EM Subcommand (MVA command)
The EM
subcommand
uses an EM (expectation-maximization) algorithm to estimate the means,
the covariances, and the Pearson correlations of quantitative variables.
This process is an iterative process, which uses two steps for each
iteration. The E step computes expected values conditional on the
observed data and the current estimates of the parameters. The M step
calculates maximum-likelihood estimates of the parameters based on
values that are computed in the E step.
- If no variables are listed in the
EM
subcommand, estimates are performed for all quantitative variables in the variables list. - If you want to limit the estimation to a subset of
the variables in the list, specify a subset of quantitative variables
to be estimated after the subcommand name
EM
. You can also list, after the keywordWITH
, the quantitative variables to be used in estimating. - The output includes tables of means, correlations, and covariances.

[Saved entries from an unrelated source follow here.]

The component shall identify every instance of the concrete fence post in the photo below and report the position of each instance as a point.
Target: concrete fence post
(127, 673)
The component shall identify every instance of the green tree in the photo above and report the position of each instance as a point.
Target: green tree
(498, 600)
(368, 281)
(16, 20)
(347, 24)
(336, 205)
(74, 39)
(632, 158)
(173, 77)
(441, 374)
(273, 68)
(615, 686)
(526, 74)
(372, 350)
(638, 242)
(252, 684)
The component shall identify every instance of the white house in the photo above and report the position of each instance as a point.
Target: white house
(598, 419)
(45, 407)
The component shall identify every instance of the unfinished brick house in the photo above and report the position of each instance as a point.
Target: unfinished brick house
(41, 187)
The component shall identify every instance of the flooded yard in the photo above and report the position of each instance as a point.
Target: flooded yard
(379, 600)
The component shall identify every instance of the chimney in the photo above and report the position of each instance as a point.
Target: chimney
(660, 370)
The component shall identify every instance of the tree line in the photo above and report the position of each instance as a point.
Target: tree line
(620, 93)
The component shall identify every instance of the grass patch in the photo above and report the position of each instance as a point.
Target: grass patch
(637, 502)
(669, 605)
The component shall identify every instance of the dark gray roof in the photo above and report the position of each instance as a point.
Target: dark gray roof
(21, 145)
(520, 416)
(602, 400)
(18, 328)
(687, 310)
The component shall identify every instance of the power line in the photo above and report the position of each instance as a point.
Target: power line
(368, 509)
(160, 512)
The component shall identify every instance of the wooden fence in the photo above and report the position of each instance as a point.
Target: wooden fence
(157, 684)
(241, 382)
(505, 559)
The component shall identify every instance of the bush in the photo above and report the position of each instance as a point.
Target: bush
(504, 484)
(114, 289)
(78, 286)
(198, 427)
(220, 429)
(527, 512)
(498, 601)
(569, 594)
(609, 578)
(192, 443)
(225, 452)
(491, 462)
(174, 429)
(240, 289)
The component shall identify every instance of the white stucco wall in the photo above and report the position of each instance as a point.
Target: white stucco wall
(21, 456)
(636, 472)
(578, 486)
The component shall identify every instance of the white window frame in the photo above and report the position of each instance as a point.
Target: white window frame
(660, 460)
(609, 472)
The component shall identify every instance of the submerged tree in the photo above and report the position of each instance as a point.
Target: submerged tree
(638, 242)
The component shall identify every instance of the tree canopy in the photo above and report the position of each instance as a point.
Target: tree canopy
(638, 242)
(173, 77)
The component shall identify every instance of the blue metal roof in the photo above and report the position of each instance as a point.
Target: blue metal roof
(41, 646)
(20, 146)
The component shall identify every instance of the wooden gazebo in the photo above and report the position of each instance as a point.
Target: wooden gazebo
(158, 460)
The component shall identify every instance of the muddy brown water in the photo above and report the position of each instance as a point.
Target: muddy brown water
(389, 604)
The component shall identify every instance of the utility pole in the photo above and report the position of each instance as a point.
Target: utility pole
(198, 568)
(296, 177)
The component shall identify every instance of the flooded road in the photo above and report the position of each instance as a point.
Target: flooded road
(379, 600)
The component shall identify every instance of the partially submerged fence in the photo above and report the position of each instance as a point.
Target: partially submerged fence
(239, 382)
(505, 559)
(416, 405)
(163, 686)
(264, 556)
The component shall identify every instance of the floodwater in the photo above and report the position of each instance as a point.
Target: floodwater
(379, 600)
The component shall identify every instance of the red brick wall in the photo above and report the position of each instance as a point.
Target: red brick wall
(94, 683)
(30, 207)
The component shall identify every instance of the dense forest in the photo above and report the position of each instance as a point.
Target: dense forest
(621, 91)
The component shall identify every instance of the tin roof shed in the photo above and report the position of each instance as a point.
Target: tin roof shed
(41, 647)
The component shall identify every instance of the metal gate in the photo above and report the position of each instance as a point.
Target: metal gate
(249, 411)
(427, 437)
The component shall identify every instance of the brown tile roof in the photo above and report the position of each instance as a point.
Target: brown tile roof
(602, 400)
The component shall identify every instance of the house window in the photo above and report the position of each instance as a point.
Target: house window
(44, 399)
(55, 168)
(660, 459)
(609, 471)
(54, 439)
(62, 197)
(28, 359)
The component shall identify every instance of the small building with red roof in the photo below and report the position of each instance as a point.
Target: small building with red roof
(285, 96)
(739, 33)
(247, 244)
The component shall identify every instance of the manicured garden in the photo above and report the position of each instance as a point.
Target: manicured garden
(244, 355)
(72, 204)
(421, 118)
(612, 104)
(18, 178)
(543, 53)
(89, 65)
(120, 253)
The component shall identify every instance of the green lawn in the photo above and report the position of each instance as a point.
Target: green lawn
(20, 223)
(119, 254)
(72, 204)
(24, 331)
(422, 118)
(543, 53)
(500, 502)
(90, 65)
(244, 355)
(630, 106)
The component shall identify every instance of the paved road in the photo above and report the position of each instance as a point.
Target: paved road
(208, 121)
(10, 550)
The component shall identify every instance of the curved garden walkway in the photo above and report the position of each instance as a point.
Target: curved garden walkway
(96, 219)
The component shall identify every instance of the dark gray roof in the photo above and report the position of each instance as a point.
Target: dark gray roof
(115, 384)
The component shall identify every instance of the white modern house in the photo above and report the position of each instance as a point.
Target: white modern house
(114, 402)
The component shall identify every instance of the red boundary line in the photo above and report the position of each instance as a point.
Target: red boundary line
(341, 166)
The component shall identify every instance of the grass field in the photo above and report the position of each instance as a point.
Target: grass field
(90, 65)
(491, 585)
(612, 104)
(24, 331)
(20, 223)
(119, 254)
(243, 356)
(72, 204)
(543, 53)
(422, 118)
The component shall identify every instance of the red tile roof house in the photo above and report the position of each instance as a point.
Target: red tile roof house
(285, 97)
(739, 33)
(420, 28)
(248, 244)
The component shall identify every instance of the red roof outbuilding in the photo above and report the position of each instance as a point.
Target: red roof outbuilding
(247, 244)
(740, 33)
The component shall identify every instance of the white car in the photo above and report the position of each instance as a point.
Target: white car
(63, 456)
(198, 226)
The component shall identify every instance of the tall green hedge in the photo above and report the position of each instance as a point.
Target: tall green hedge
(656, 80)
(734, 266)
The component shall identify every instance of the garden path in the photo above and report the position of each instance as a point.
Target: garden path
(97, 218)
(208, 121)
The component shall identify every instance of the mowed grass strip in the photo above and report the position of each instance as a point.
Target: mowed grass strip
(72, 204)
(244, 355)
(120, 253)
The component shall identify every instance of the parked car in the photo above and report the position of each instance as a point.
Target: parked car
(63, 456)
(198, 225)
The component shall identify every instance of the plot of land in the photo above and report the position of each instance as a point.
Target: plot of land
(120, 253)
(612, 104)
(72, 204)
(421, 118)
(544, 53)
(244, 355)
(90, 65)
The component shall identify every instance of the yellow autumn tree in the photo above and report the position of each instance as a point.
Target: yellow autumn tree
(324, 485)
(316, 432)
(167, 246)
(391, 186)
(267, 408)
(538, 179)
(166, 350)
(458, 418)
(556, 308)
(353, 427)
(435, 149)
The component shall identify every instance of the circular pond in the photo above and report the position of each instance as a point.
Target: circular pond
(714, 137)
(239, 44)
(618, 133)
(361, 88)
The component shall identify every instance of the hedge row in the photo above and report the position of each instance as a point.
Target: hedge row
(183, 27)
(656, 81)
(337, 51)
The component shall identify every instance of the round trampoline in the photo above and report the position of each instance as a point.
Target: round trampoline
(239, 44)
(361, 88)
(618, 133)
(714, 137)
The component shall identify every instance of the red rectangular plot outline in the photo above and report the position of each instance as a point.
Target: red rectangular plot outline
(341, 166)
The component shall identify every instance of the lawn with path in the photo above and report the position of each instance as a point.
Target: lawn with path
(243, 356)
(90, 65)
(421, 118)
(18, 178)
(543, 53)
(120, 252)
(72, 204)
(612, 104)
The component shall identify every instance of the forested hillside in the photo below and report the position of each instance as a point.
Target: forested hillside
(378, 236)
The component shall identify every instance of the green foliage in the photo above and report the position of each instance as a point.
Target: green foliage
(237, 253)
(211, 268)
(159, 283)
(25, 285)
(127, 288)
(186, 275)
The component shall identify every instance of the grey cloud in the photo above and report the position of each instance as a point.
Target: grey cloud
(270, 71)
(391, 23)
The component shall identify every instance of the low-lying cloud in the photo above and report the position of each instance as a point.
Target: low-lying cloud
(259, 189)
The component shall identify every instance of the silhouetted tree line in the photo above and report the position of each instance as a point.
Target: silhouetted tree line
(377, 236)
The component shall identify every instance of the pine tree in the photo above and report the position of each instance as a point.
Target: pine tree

- The estimation, by default, assumes that the data
are normally distributed. However, you can specify a multivariate t distribution with a specified number of
degrees of freedom or a mixed normal distribution with any mixture
proportion (
PROPORTION
) and any standard deviation ratio (LAMBDA
). - You can save a data file with the missing values filled in. You must specify a filename and its complete path in single or double quotation marks.
- Criteria keywords and
OUTFILE
specifications must be enclosed in a single pair of parentheses.
The criteria for the EM
subcommand are as follows:
TOLERANCE=value. Numerical accuracy control. Helps eliminate predictor variables that are highly correlated with other predictor variables and would reduce the accuracy of the matrix inversions that are involved in the calculations. The smaller the tolerance, the more inaccuracy is tolerated. The default value is 0.001.
CONVERGENCE=value. Convergence criterion. Determines when iteration ceases. If the relative change in the likelihood function is less than this value, convergence is assumed. The value of this ratio must be between 0 and 1. The default value is 0.0001.
ITERATIONS=n. Maximum number of iterations. Limits the number of iterations in the EM algorithm. Iteration stops after this many iterations even if the convergence criterion is not satisfied. The default value is 25.
Possible distribution assumptions are as follows:
TDF=n. Student’s t distribution with n degrees of freedom. The degrees of freedom must be specified if you use this keyword. The degrees of freedom must be an integer that is greater than or equal to 2.
LAMBDA=a. Ratio of standard deviations of a mixed normal distribution. Any positive real number can be specified.
PROPORTION=b. Mixture proportion of two normal distributions. Any real number between 0 and 1 can specify the mixture proportion of two normal distributions.
The following keyword produces a new data file:
OUTFILE='file'. Specify a filename
or previously declared dataset name. Filenames should
be enclosed in quotation marks and are stored in the working directory
unless a path is included as part of the file specification. Datasets
are available during the current session but are not available in
subsequent sessions unless you explicitly save them as data files.
Missing values for predicted variables in the file are filled in by
using the EM algorithm. (Note that the data that are completed with
EM-based imputations will not in general reproduce the EM estimates
from MVA
.)
Examples
MVA VARIABLES=males to tuition
/EM (OUTFILE='/colleges/emdata.sav').
- All variables on the variables list are included in the estimations.
- The output includes the means of the listed variables, a correlation matrix, and a covariance matrix.
- A new data file named emdata.sav with imputed values is saved in the /colleges directory.
MVA VARIABLES=all /EM males msport WITH males msport gradrate facratio.
- For males and msport, the output includes a vector of means, a correlation matrix, and a covariance matrix.
- The values in the tables are calculated by using
imputed values for males and msport. Existing observations for males, msport, gradrate, and facratio are used to impute the values that
are used to estimate the means, correlations, and covariances.
MVA VARIABLES=males to tuition /EM verbal math WITH males msport gradrate facratio (TDF=3 OUTFILE '/colleges/emdata.sav').
- The analysis uses a t distribution with three degrees of freedom.
- A new data file named emdata.sav with imputed values is saved in the /colleges directory.